While I'm gratified that the Constitution was upheld in the D.C. case, I am alarmed it came in a 5-4 ruling. That means we are just one Supreme Court justice away from a ruling that proclaims the Constitution unconstitutional!

Of course, it wouldn't be the first time it has happened in American history. And it usually occurs when a decision of the court is popular because it seems to uphold justice and is in line with popular opinion.

Such was the case in one of the most celebrated Supreme Court rulings of the 20th century – Brown v Board of Education.

I know what you're thinking: "Please, Farah, tell me you are not going to say this widely acclaimed 1954 ruling banning racial segregation of schools was wrong?"

As the new book, "Who Killed the Constitution?" by Thomas E. Woods Jr. and Kevin R.C. Gutzman shows, I am absolutely persuaded Brown v Board of Education was wrongly decided. In fact, I would say the decision of the U.S. Supreme Court was unconstitutional on its face.

I know this puts me in dangerous company. I know there are those out there who will call me a racist for saying it. I know it's yesterday's battle, and there is little good that can come from opening up this old can or worms.

However, it is bad precedent law that is subverting the Constitution day by day, year by year, piece by piece in ways that has brought us to the point in which politicians and judges can do pretty much whatever they want without a thought as to the shackles the founding document placed on them with the intent of preserving liberty for the people.
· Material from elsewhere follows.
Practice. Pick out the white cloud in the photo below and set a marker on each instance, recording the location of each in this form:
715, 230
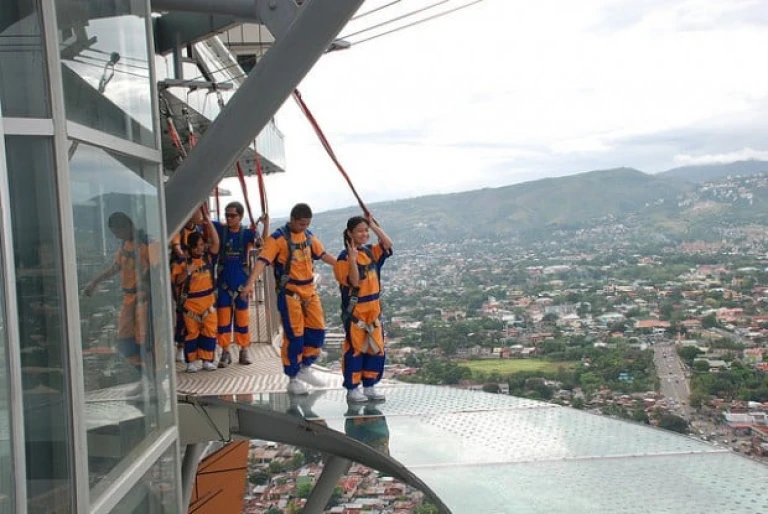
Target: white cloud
744, 154
508, 90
As Woods and Gutzman state it: "To make exceptions for government actions that seem 'right' but aren't consistent with the Constitution is to make arbitrary, and quite dangerous distinctions. Doing so breaks 'the chains of the Constitution' that in [Thomas] Jefferson's memorable phrase, are needed to 'bind down' politicians. Once we allow the government to go outside the bounds of the Constitution, we have created a precedent for other extra-constitutional actions later."

The authors build a persuasive case that the court could not arrive at its conclusion on the basis of precedent law, legislation by Congress, nor the Constitution. Brown was clearly a case of a group of justices determining which policy outcome they preferred and ruling accordingly – in spite of precedent, in spite of the will of Congress and in spite of the Constitution.

Of course, it wasn't the first time it happened – though it may be one of the most shameless displays of justices assuming the role of legislators.

Interestingly, the outcome the justices hoped to achieve – namely desegregated schools – failed to materialize. If you say to yourself: "Well, it might have been a bad decision, but at least some good emerged from it," I urge you to think again.

Far from it. If you think segregated schools are a thing of the past, I urge you to visit a few institutions of public education in the Washington, D.C., system – even a few blocks from the Supreme Court building.

Which leads me to believe, following the Constitution is not only the right thing to do as a matter of principle, it is the right thing to do as a matter of policy.